Violence against children
State of the world's street children: violence
Helping policy-makers, activists, community leaders and service providers to understand street children’s lives and needs
Authors:
Sarah Thomas de Benitez
Publisher:
Consortium for Street Children , 2007
This report aims to promote a better understanding of street children’s lives and encourage policy-makers, activists, community leaders and service providers to take effective actions to prevent and reduce violence experienced by street children.
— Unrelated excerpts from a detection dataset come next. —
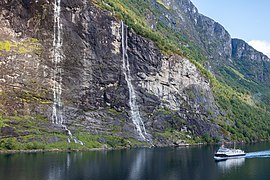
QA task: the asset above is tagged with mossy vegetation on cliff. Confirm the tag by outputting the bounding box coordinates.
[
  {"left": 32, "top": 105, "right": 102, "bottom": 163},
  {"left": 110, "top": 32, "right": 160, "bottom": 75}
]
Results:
[{"left": 94, "top": 0, "right": 270, "bottom": 142}]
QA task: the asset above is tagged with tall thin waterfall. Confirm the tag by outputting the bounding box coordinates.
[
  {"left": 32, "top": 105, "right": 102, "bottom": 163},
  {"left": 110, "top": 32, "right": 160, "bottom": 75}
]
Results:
[
  {"left": 52, "top": 0, "right": 83, "bottom": 145},
  {"left": 121, "top": 22, "right": 150, "bottom": 141},
  {"left": 52, "top": 0, "right": 63, "bottom": 125}
]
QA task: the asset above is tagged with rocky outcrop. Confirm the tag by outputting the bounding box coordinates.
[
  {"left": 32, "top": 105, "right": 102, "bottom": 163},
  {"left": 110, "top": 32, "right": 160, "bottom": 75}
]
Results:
[{"left": 0, "top": 0, "right": 224, "bottom": 145}]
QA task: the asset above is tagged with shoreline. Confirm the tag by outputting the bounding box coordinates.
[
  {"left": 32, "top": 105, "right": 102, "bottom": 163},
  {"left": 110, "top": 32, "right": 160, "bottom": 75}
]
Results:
[
  {"left": 0, "top": 143, "right": 207, "bottom": 155},
  {"left": 0, "top": 148, "right": 114, "bottom": 154}
]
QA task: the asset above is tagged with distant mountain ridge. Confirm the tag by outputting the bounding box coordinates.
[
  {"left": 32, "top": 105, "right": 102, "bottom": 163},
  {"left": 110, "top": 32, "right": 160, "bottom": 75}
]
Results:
[{"left": 0, "top": 0, "right": 270, "bottom": 149}]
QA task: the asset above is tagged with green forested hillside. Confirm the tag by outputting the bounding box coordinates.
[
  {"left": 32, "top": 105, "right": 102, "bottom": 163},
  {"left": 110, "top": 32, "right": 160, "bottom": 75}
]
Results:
[{"left": 95, "top": 0, "right": 270, "bottom": 141}]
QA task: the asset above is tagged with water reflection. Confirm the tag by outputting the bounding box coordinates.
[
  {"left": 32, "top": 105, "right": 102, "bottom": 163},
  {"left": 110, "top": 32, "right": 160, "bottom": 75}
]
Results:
[
  {"left": 0, "top": 144, "right": 270, "bottom": 180},
  {"left": 216, "top": 158, "right": 245, "bottom": 172}
]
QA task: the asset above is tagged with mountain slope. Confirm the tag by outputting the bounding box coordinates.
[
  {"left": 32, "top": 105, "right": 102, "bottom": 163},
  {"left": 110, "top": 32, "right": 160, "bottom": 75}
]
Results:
[{"left": 0, "top": 0, "right": 270, "bottom": 149}]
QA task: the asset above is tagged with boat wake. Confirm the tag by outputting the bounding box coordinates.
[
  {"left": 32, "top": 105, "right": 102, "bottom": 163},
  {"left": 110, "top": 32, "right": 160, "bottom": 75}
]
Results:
[{"left": 245, "top": 150, "right": 270, "bottom": 158}]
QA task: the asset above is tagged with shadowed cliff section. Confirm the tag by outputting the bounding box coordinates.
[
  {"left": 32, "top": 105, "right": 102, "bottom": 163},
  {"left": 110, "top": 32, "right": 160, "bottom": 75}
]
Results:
[{"left": 0, "top": 0, "right": 270, "bottom": 149}]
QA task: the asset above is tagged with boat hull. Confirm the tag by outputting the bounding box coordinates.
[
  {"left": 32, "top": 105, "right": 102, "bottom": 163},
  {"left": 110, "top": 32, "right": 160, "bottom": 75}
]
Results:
[{"left": 214, "top": 153, "right": 246, "bottom": 160}]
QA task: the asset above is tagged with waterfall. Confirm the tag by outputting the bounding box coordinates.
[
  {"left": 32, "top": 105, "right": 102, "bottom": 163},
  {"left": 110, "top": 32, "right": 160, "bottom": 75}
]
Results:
[
  {"left": 121, "top": 21, "right": 150, "bottom": 141},
  {"left": 52, "top": 0, "right": 83, "bottom": 145},
  {"left": 52, "top": 0, "right": 63, "bottom": 125}
]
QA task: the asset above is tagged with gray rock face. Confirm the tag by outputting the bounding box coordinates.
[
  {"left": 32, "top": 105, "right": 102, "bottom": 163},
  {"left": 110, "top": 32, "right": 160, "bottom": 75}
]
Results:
[{"left": 0, "top": 0, "right": 230, "bottom": 145}]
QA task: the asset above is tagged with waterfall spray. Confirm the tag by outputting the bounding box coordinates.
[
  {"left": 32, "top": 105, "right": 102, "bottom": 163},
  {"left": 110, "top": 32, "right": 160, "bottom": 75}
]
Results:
[
  {"left": 52, "top": 0, "right": 83, "bottom": 145},
  {"left": 121, "top": 22, "right": 151, "bottom": 142}
]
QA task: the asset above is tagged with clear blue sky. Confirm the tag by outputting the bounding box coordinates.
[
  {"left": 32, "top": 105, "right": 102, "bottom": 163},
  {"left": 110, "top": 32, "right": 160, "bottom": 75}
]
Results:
[{"left": 191, "top": 0, "right": 270, "bottom": 42}]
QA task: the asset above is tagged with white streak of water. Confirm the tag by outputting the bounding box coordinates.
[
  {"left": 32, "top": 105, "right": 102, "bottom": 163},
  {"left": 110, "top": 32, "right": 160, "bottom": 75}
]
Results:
[
  {"left": 52, "top": 0, "right": 83, "bottom": 145},
  {"left": 121, "top": 22, "right": 150, "bottom": 141}
]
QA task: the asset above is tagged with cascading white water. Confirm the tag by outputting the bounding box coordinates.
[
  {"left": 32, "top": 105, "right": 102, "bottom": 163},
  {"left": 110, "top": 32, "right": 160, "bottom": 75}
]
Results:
[
  {"left": 52, "top": 0, "right": 83, "bottom": 145},
  {"left": 52, "top": 0, "right": 63, "bottom": 125},
  {"left": 121, "top": 22, "right": 150, "bottom": 141}
]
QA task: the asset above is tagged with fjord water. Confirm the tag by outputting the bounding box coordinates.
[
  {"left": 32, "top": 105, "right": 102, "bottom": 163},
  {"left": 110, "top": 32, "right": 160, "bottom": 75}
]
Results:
[{"left": 0, "top": 143, "right": 270, "bottom": 180}]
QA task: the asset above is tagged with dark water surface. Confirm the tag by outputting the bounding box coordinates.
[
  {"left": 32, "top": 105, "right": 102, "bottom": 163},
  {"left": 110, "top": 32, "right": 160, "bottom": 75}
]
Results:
[{"left": 0, "top": 143, "right": 270, "bottom": 180}]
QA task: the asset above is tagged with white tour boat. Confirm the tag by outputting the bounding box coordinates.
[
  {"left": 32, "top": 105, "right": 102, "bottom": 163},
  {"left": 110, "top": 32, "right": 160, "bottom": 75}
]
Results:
[{"left": 214, "top": 145, "right": 246, "bottom": 160}]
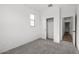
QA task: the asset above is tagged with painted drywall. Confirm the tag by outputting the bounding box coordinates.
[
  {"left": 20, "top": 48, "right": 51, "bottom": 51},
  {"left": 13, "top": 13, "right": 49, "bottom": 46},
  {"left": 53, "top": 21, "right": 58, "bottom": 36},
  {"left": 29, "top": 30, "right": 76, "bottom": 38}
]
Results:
[
  {"left": 0, "top": 4, "right": 40, "bottom": 53},
  {"left": 41, "top": 5, "right": 60, "bottom": 43},
  {"left": 76, "top": 5, "right": 79, "bottom": 50},
  {"left": 61, "top": 5, "right": 75, "bottom": 45}
]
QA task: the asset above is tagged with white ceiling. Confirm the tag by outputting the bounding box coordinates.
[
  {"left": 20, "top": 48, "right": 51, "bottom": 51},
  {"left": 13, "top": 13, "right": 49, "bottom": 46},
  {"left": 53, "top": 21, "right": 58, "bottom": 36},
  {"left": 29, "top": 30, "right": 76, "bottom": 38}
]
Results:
[
  {"left": 25, "top": 4, "right": 75, "bottom": 13},
  {"left": 26, "top": 4, "right": 48, "bottom": 12}
]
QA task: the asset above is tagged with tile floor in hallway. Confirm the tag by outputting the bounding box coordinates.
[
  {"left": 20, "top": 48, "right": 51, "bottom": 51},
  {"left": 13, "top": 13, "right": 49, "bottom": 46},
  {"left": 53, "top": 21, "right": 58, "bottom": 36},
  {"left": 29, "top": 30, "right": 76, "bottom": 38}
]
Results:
[{"left": 3, "top": 39, "right": 78, "bottom": 54}]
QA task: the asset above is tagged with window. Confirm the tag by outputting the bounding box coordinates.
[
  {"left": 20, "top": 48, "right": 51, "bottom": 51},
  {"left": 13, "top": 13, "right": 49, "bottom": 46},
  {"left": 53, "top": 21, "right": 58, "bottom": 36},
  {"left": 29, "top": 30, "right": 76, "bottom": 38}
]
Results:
[{"left": 30, "top": 14, "right": 35, "bottom": 26}]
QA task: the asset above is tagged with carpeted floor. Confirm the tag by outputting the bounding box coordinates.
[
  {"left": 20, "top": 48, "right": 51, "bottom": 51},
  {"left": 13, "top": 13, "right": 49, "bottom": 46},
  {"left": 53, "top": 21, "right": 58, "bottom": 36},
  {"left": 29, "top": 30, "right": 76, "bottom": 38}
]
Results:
[{"left": 3, "top": 39, "right": 78, "bottom": 54}]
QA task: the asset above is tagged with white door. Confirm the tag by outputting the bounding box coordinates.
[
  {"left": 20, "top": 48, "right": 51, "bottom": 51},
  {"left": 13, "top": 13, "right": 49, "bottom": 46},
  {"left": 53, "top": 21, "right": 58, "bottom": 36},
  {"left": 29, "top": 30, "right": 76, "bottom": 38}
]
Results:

The key findings of the report are:
- street children accumulate numerous experiences of violence from an early age and in a range of environments. Their high risk of exposure to multiple abuses is consistently overlooked in policy development and service delivery for street children
- street children's experiences in countries across the world are strikingly similar understanding street children’s exposure and responses to violence is key to developing integrated, preventive and protective policies and services which nurture children’s resilience
- governments around the world still continue to use violent tactics with street children, which contravene their rights, exacerbate their experiences of violence and scapegoat them and their families
- civil society approaches have matured during this period,introducing inclusive methods of supporting children, families and communities to reduce the risks of violence in street children’s inter-connected environments
The report makes six central recommendations:
- policy makers, community leaders and service providers must work to secure a social protection system with a wide variety of options for supporting street and other children who have experienced multiple abuses
- a culture of violence-free households should be a central goal, public policies need to prepare and support people for parenting and ban all violence in the home
- investment to develop community-based organizations and linkages between them in poor neighbourhoods is fundamental to reducing local violence, particularly schools should be inclusive, affordable and violence-free
- a culture of respect for children must be introduced and sustained in institutional services and public spaces. Police and staff at all levels of the juvenile justice and welfare systems need adequate training
- poverty and inequality in wider society need to be addressed to reduce violence and prevent children from needing to work or survive on the streets
- an international body should be charged with coordinating and improving the availability of data associated with street children and risks of violence.
The report does state though that no single recommendation will prevent children from experiencing violence or protect street children who have already experienced violence. Effective strategies must address the wider environmental system, of family relationships, community and society within which each child develops and with which he or she interacts.